Re: PHP fopen() CRLF Injection

From: Stefan Esser (sesserat_private)
Date: Thu Sep 12 2002 - 10:55:25 PDT

Next message: Marco van Berkum: "Re: xbreaky symlink vulnerability"

Previous message: secureat_private: "[CLA-2002:523] Conectiva Linux Security Announcement - util-linux"
Maybe in reply to: Ulf Harnhammar: "PHP fopen() CRLF Injection"
Messages sorted by: [ date ] [ thread ] [ subject ] [ author ]

Hi,

> This issue has now been fixed in their CVS repository. This is the
> patch that they used:

I dislike calling my patch a fix. The problem you describe is not a
bug within PHP. One could call it an undocumented feature, that is
now gone with my patch. You cannot blame a programmer's error on the
language itself. Your fopen() thing does only occur if the programmer
does TWO stupid things: A) pass user input directly to a function
without proper validation, B) pass an url to a function that is not
an url. Any string that contains control chars cannot be a valid url.
Before you pass a string that should be an url to any function you
MUST urlencode() it. No need for your reg expression at all.
Following your idea I could blame the libc authors for implementing
strcpy() because misused it leads to bufferoverflows.

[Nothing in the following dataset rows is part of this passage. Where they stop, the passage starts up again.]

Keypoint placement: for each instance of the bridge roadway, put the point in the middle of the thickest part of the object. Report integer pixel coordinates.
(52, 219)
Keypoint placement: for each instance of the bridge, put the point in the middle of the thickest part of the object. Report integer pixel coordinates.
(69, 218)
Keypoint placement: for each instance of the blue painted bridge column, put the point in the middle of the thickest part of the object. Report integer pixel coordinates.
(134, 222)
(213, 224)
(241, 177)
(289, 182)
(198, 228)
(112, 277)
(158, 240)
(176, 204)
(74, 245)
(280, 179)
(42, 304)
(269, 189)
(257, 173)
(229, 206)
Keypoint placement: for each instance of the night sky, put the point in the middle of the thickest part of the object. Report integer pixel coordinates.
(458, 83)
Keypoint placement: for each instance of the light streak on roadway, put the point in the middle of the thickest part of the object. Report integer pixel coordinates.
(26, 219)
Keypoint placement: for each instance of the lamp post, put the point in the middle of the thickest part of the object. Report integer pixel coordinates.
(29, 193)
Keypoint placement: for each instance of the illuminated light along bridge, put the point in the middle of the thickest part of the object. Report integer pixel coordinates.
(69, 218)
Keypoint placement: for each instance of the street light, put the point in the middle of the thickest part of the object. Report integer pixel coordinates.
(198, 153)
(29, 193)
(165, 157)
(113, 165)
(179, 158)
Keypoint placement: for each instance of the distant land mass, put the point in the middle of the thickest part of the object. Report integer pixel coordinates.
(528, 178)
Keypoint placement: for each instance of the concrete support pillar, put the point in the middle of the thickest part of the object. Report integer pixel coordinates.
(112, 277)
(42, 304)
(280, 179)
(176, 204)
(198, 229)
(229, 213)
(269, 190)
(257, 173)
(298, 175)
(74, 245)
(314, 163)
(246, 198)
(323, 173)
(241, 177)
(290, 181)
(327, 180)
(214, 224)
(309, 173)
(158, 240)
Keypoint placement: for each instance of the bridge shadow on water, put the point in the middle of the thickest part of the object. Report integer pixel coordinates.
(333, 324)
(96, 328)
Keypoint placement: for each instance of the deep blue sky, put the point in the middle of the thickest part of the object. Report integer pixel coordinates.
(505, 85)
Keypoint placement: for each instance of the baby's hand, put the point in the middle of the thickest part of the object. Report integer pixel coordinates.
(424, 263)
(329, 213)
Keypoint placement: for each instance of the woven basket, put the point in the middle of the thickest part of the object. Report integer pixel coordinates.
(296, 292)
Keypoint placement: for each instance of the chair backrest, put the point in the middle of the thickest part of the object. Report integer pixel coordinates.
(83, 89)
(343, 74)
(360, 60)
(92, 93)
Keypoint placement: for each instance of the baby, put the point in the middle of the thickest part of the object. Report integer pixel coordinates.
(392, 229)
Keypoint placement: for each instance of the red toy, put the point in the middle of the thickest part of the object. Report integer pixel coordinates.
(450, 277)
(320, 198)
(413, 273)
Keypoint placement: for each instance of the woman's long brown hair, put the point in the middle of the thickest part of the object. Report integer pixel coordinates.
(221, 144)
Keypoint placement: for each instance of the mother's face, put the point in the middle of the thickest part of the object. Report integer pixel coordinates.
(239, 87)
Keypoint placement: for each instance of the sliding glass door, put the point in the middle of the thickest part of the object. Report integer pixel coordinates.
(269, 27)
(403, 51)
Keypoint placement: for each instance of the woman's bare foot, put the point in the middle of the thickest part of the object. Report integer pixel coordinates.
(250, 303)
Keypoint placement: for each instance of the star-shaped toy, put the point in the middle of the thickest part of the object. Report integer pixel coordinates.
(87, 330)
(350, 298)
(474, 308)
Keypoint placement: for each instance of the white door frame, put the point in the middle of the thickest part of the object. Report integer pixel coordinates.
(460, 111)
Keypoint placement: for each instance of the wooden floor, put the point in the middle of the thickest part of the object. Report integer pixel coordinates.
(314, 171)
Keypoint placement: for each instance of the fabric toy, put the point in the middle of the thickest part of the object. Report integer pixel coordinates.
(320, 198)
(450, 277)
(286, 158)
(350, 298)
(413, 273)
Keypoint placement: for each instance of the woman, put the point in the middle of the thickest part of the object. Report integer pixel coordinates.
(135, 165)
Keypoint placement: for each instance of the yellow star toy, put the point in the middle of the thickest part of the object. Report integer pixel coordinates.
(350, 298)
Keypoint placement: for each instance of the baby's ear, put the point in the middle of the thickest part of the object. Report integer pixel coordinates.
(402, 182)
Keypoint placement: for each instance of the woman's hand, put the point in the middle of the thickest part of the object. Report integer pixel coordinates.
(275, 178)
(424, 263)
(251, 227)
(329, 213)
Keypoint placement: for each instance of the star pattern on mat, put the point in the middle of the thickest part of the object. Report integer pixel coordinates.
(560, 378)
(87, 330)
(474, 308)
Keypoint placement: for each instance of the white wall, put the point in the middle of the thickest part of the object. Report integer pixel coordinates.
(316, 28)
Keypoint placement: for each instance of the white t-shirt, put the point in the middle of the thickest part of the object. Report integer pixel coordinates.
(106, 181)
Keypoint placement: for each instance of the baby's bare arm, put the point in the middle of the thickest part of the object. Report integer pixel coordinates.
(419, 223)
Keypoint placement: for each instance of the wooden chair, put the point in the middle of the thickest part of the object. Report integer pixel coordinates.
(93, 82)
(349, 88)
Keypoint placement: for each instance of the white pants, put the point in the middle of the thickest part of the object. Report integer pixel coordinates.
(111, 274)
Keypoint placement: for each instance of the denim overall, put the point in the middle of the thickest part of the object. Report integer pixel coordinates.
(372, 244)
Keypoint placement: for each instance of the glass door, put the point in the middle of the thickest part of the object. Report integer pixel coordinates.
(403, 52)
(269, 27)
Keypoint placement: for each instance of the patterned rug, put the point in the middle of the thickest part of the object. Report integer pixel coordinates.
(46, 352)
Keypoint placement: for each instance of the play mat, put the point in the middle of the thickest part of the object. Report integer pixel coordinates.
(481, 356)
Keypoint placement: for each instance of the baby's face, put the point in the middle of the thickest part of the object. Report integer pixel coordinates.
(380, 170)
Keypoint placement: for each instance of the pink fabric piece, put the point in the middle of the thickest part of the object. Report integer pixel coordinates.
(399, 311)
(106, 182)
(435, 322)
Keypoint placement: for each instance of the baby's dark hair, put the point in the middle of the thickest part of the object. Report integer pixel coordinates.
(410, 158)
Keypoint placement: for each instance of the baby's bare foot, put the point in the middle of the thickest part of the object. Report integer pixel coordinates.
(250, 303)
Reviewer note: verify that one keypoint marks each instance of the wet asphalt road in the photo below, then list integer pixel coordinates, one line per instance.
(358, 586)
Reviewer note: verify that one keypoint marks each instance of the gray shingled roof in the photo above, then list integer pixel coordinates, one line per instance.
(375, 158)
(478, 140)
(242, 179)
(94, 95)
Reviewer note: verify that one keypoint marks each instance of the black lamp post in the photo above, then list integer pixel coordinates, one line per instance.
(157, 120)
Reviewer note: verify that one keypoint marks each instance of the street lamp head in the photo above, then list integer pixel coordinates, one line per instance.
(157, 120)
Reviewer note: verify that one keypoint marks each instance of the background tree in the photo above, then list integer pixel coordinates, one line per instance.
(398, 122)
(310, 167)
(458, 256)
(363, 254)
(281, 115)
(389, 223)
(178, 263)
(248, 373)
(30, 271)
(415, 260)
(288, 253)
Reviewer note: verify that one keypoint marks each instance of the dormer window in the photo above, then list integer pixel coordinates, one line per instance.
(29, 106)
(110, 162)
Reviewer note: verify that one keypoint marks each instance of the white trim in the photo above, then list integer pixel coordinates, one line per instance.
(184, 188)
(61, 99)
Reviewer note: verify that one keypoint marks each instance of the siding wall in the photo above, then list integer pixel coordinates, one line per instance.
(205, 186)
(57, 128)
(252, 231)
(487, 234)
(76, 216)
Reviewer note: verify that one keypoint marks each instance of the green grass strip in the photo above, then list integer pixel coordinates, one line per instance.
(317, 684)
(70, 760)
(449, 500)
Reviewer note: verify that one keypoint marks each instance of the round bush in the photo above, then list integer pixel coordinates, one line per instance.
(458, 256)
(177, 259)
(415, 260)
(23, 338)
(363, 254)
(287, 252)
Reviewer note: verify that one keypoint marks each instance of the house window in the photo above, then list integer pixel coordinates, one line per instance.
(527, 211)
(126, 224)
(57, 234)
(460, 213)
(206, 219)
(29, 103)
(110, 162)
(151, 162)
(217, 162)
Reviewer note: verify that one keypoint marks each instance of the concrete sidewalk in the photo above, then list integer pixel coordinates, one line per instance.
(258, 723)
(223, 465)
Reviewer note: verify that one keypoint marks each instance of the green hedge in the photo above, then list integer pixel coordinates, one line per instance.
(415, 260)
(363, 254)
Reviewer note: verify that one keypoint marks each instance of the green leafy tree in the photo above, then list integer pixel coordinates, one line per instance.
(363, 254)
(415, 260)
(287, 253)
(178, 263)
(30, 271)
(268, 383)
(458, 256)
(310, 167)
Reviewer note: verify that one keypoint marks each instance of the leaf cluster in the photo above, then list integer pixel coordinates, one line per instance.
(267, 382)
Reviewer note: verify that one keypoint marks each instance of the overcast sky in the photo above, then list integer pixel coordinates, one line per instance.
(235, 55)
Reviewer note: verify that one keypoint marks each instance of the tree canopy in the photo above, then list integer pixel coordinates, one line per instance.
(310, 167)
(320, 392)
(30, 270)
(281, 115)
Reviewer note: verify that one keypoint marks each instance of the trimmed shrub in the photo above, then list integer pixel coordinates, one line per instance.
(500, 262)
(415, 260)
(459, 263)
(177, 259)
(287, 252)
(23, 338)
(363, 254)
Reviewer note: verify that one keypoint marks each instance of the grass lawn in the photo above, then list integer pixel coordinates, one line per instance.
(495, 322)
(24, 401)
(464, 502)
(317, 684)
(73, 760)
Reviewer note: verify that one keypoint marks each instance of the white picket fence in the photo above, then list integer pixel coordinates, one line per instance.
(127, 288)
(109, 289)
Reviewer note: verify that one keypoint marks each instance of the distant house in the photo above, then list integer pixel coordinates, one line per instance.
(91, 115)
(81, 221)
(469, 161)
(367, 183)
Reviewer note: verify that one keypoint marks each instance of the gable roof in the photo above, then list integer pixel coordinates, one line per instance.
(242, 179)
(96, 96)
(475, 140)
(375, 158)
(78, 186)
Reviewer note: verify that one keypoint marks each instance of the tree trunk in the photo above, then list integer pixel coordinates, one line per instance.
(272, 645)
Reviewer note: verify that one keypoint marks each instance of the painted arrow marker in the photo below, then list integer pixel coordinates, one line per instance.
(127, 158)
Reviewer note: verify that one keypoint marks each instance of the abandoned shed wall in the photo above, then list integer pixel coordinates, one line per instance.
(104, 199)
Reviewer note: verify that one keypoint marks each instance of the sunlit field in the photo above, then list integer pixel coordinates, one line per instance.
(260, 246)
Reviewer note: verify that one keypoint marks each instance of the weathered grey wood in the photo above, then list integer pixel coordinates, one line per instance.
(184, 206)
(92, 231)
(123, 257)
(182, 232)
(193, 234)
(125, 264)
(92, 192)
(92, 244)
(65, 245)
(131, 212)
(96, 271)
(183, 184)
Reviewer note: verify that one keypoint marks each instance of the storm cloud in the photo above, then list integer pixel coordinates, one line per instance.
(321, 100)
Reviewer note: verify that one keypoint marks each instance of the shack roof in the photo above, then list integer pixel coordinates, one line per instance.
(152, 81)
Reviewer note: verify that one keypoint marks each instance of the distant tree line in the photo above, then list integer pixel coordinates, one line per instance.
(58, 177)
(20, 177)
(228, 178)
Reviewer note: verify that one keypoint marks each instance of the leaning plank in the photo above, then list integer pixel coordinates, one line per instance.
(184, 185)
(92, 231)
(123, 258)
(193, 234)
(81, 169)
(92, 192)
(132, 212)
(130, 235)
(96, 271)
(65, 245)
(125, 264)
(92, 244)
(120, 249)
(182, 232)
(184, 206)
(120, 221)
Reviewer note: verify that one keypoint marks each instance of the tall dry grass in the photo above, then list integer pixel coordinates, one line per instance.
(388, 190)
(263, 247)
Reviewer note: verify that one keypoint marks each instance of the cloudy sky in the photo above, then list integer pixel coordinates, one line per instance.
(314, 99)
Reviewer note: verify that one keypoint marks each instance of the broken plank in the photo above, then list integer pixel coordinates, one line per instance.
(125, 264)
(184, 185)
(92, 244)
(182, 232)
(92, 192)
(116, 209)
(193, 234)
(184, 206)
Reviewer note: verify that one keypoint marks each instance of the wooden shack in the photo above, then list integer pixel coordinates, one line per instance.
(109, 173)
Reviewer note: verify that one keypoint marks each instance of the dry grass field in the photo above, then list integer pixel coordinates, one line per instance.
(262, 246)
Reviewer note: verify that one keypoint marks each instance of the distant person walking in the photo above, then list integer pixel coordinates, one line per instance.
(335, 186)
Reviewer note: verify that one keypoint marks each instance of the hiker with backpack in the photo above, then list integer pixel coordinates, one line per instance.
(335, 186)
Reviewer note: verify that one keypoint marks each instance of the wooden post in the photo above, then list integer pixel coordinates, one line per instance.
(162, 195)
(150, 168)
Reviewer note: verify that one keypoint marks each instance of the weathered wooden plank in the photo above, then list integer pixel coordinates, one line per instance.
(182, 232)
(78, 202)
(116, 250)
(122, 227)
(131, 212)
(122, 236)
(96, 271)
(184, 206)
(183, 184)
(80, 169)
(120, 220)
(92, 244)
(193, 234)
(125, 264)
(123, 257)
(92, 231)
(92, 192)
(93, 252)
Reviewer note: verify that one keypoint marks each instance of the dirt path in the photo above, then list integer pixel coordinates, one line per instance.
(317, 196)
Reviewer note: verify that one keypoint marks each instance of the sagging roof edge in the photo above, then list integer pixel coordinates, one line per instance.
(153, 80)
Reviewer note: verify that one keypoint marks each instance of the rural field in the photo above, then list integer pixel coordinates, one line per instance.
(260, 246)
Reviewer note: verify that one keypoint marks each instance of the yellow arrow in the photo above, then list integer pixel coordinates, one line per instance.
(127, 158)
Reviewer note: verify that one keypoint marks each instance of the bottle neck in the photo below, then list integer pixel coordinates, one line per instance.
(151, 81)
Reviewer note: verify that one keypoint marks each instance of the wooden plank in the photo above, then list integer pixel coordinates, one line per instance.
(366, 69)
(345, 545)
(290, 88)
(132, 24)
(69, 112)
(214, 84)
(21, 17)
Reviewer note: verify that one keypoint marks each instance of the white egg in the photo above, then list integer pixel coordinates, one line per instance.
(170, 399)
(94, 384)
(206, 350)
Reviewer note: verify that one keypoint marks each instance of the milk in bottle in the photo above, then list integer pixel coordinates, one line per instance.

Just because PHP is easy (to learn) you cannot leave your
brain at home when programming for your company. 

Stefan Esser

application/pgp-signature attachment: stored

Next message: Marco van Berkum: "Re: xbreaky symlink vulnerability"
Previous message: secureat_private: "[CLA-2002:523] Conectiva Linux Security Announcement - util-linux"
Maybe in reply to: Ulf Harnhammar: "PHP fopen() CRLF Injection"
Messages sorted by: [ date ] [ thread ] [ subject ] [ author ]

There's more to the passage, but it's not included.